I eat a lot of yogurt, so I am excited that this is one more staple that I do not have to purchase from the grocery store. Yes, I have to buy the milk…but I am still proud that I can now make this in my own kitchen, instead of paying someone in Oregon to do it for me. (the brand I was buying before was from OR; I won’t go into that carbon footprint).
1/2 gallon organic whole milk yogurt
1/2 cup of plain whole milk yogurt or 10 grams of yogurt culture starter
1/3 – 1/2 cup powdered dry organic milk
crockpot (with removable insert is best, not the older one-piece deals)
thermometer (candy or dairy variety works fine, meat thermometer will not suffice)
Pour 1/2 gallon (8 cups) of milk into crockpot. Set on low for 2.5 hours. Remove from heating element and set the insert/pot itself into a sink of cold water so that the water level is about equal with the milk level. Put the thermometer in there, and kind of stir the milk around until is just above 110 degrees F. Remove from cold water bath.

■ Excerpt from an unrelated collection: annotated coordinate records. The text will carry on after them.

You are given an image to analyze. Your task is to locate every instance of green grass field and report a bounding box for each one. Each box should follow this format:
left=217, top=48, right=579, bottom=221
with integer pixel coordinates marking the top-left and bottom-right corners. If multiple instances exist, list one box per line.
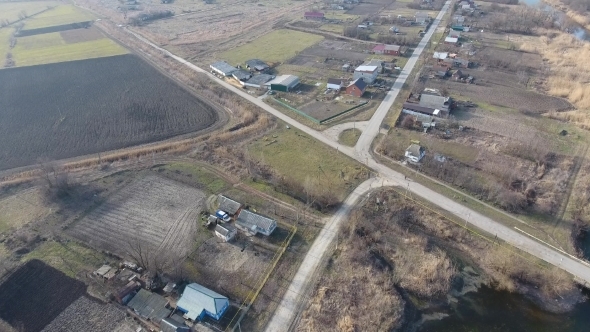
left=219, top=29, right=324, bottom=65
left=0, top=1, right=58, bottom=23
left=248, top=124, right=366, bottom=199
left=12, top=33, right=128, bottom=67
left=23, top=5, right=95, bottom=31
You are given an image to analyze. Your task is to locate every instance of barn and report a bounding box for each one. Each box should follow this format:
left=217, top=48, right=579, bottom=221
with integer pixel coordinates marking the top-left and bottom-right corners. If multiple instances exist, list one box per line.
left=265, top=75, right=300, bottom=92
left=176, top=283, right=229, bottom=321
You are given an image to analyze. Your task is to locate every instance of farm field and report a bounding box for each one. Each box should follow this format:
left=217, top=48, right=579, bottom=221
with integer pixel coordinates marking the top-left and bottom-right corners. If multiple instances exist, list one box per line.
left=0, top=260, right=86, bottom=332
left=0, top=55, right=218, bottom=170
left=248, top=126, right=367, bottom=200
left=69, top=176, right=205, bottom=266
left=0, top=188, right=50, bottom=234
left=0, top=1, right=58, bottom=22
left=23, top=5, right=95, bottom=31
left=42, top=296, right=125, bottom=332
left=219, top=29, right=324, bottom=65
left=11, top=28, right=129, bottom=67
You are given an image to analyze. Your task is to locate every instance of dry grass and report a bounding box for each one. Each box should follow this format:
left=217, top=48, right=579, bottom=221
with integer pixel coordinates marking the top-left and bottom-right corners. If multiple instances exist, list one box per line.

Remove about 2 cups of the warmed milk and add the starter and milk powder to that. Whisk to combine thoroughly. Add back into the rest of the milk and stir to combine. Quickly pour into yogotherm, put the lid on, put it in the little yogotherm incubator, and leave it on the counter for 12 hours. Take the container out to the incubator, and put it in the fridge for about 6 hours before serving; 12 is best.
I usually make my yogurt in the evening after dinner so that I can put it in the fridge in the morning, and it is ready for breakfast the following day.
I would like to add that the yogotherm makes life much easier, but it is not neccessary. The goal of incubation is basically to have the yogurt rest undisturbed and unjostled at 100 degrees F for 12 hours. If you have a gas stove, the pilot light is usually enough to maintain that temperature and you can just put the yogurt mixture into quart Mason jars and leave it there. Some people set it on a heating pad, wrapped in a towel or blanket. You might have to experiment a few times to see what works for you.